Code Documentation

This section provides a complete overview of the internal modules of biomedical-data-generator. It is intended for developers, contributors, and advanced users who want to understand or extend the code base.

The API documentation is automatically generated using Sphinx autodoc and autosummary. Each module listed below expands into a separate page in the _autosummary directory.

Configuration Models

These classes define the full dataset configuration, including class structure, correlated clusters, noise distribution, and optional batch effects.

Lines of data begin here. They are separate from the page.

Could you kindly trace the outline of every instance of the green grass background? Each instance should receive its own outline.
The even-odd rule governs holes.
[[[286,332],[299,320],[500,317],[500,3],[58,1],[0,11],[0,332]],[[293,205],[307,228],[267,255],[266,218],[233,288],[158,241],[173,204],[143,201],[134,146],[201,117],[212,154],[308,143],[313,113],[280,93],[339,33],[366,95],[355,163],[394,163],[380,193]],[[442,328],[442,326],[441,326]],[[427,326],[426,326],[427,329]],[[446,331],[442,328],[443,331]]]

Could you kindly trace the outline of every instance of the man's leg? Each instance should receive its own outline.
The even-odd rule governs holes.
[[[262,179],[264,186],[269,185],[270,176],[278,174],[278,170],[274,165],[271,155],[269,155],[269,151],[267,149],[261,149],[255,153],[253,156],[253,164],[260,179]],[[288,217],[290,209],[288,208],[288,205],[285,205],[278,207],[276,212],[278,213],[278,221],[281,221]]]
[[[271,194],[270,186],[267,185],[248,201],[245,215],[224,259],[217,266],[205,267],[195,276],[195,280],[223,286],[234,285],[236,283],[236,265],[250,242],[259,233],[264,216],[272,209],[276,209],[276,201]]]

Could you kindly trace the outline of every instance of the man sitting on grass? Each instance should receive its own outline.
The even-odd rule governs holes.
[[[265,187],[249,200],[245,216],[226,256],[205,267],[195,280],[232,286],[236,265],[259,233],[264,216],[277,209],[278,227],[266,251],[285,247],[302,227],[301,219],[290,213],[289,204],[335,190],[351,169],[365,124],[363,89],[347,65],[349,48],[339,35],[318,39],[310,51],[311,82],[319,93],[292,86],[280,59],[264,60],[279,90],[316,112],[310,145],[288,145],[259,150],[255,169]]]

biomedical_data_generator.config.ClassConfig

Configuration for a single class in the dataset.

biomedical_data_generator.config.BatchEffectsConfig

Configuration for simulating batch effects.

biomedical_data_generator.config.CorrClusterConfig

Correlated feature cluster simulating coordinated biomarker patterns.

biomedical_data_generator.config.DatasetConfig

Configuration for synthetic dataset generation.

Dataset Generator

The central entry point for creating synthetic datasets.

biomedical_data_generator.generate_dataset

Generate synthetic biomedical dataset with specified feature structure.

Feature Generators

Functions responsible for generating informative features, noise features, and correlated feature clusters.

Informative features

biomedical_data_generator.features.informative

Generation of free informative features and class separation.

Correlated feature clusters

biomedical_data_generator.features.correlated

Generation of correlated feature clusters simulating pathway-like modules.

Independent noise features

Batch Effects

Simulation of site effects, instrument variation, temporal drift, and confounding with class labels.

biomedical_data_generator.effects.batch

Batch effect simulation for synthetic biomedical datasets.

Metadata

Structured metadata describing the full generative process, including feature roles, class labels, correlated clusters, batch labels, and derived dataset properties.

biomedical_data_generator.meta.DatasetMeta

Metadata about the generated dataset.

Utility Modules (Optional)

Helper functions for data manipulation, visualization, and integration with scikit-learn.

biomedical_data_generator.utils.correlation_tools

Correlation analysis and seed search utilities (no plotting).

biomedical_data_generator.utils.export_utils

Export utilities for saving generated datasets to various formats.

biomedical_data_generator.utils.visualization

Plot utilities for correlation analysis.

biomedical_data_generator.utils.sklearn_compat

Sklearn-like convenience wrapper around biomedical-data-generator.